🤖 AI Summary
This study investigates whether large language models genuinely integrate multidimensional user context when generating personalized investment advice in high-stakes domains or instead rely on heuristic decision-making driven by a single explicit feature. We uncover a previously undocumented “heuristic collapse” phenomenon: model recommendations are predominantly governed by users’ self-reported risk preferences, with other critical contextual information exerting minimal influence. Through interpretable proxy models, input ablation studies, and web-search augmentation techniques, we demonstrate that merely scaling model size or incorporating retrieval-augmented generation fails to fundamentally mitigate this issue.

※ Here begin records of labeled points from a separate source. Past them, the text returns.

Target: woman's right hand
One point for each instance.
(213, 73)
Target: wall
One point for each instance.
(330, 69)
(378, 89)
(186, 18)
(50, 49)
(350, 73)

These findings highlight a significant limitation in the current capability of large language models to perform nuanced, compliant-sensitive personalization, raising concerns about their reliability in regulated financial advisory applications.
📝 Abstract
Large language models are increasingly deployed as advisors in high-stakes domains -- answering medical questions, interpreting legal documents, recommending financial products -- where good advice requires integrating a user's full context rather than responding to salient surface features. We investigate whether frontier LLMs actually do this, or whether they instead exhibit heuristic collapse: a systematic reduction of complex, multi-factor decisions to a small number of dominant inputs. We study the phenomenon in investment advice, where legal standards explicitly require individualized reasoning over a client's full circumstances. Applying interpretable surrogate models to LLM outputs, we find systematic heuristic collapse: investment allocation decisions are largely determined by self-reported risk tolerance, while other relevant factors contribute minimally. We further find that web search partially attenuates heuristic collapse but does not resolve it. These findings suggest that heuristic collapse is not resolved by web search augmentation or model scale alone, and that deploying LLMs as advisors requires auditing input sensitivity, not just output quality.